Roger Ebert's review of OotP is enough to make me want to thwap him on the head. He spend it whining "Where's the whimsy?" and "My hope, as we plow onward through "Potters" Nos. 6-7, is that the series will not grow darker still. Yet I suppose even at the beginning, with those cute little mail-owls, we knew the whimsy was too good to last."
He insists on reviewing the story he would prefer to have seen rather than the one he did see, just like he did for LotR. Drives me crazy!
LE SIGH. I love a lot of Ebert's reviews, but, geez, has he read the books? The series has been growing darker since BOOK TWO. And for many people, that's a good thing.
I'm seeing it tomorrow night. Going to get tickets tonight after work.
Wow, that review demonstrates an epic lack of cluefulness. I hope to God Ebert really has never read any of the books past
Sorcerer's Stone,
because if he has then there's truly no excuse. Where's the whimsy? Er, crushed beneath the boot of the writer since roughly the midpoint of
Chamber of Secrets.
Also, this caption to the still accompanying the review:
"Harry Potter and the Order of the Phoenix" is filled with British actors solidly established long before Daniel Radcliffe (seated) landed the role of Harry.
irritates the fuck out of me. What, they should have cast an experienced RADA-trained Shakespearean actor of 11 in the role to match up with the rest of the cast? What the fuck does that even mean?
Clearly I'm in need of either lots more or lots less coffee. I really shouldn't be sitting here itching to slap an oldish man who's been recently ill. But, really, Ebert is too intelligent and too film-literate for this review. It's beneath him.
It isn't like Radcliffe had no acting experience whatsoever--he was the title character in David Copperfield, after all. And, like you said, where does an 11-year-old (not named Christian Bale) get Shakesperian experience at that age?
"Harry Potter and the Order of the Phoenix" is filled with British actors solidly established long before Daniel Radcliffe (seated) landed the role of Harry.
I wouldn't blame Ebert for a caption. The review, yes; the captions, no.
Wow, that review demonstrates an epic lack of cluefulness.
He does this often. I often get eyerolly reading him (much as I like lots of his writing, especially in his Great Movies books, and even in his two books of trashing reviews) because he seems to be deliberately and willfully not getting things at times.
Not only is the cinema near me showing HP5 at midnight on ten screens (eleven if you include the IMAX one), but they're having an additional showing on one screen and also the IMAX at 3:00 am!
Waiting for word from my aunt if I can take my cousins to the midnight showing in ... less than EIGHT HOURS.
I'm planning on seeing HP when it comes to IMAX here, which is generally about a month after general release. I was planning on rereading the series, but I can't find books 1 and 2, very distressing.

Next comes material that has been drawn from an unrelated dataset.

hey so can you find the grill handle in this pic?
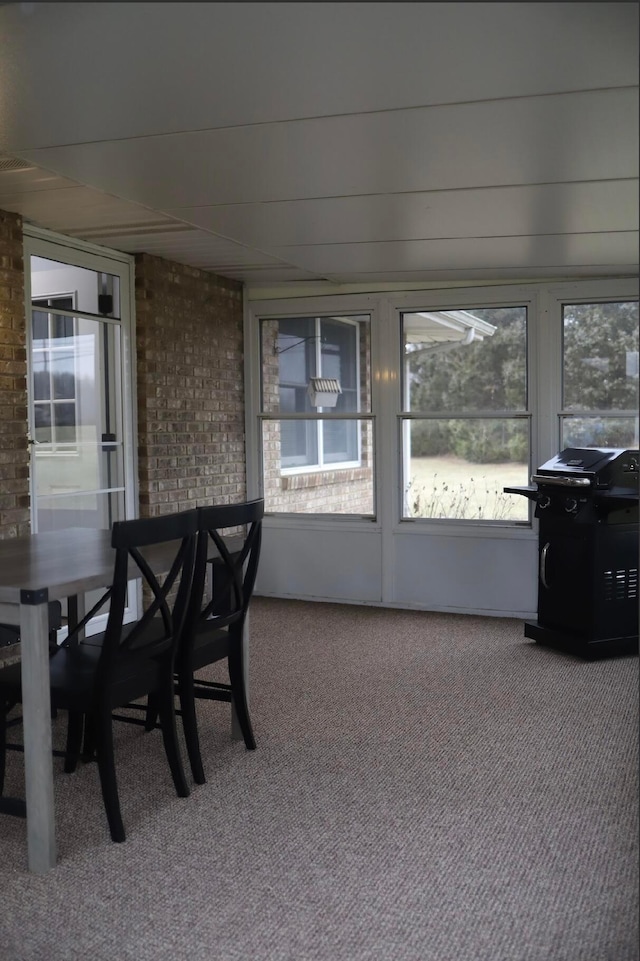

In Non HP talk did anyone see that TCM had a Silent Shakespeare special on? I can't remember when it aired but I dvr'd it, it's early silent movie adapations of Shakespeare (or in some cases what's left of the films). I watched the first part of it and it's very interesting to see the sets and some of the acting. I'm nots sure if they are going to air it again but anyone who is a fan of Shakespeare and silent movies should check this out.
I think that was on Sunday night--that's when TCM usually shows silent films. I saw that on my cable listings and was thinking about watching, but passed over it in favor of something else I can't remember now.
I like some silent films, but find that some of them indulge in what Kathy Selden in Singin' in the Rain calls "a lot of dumb show."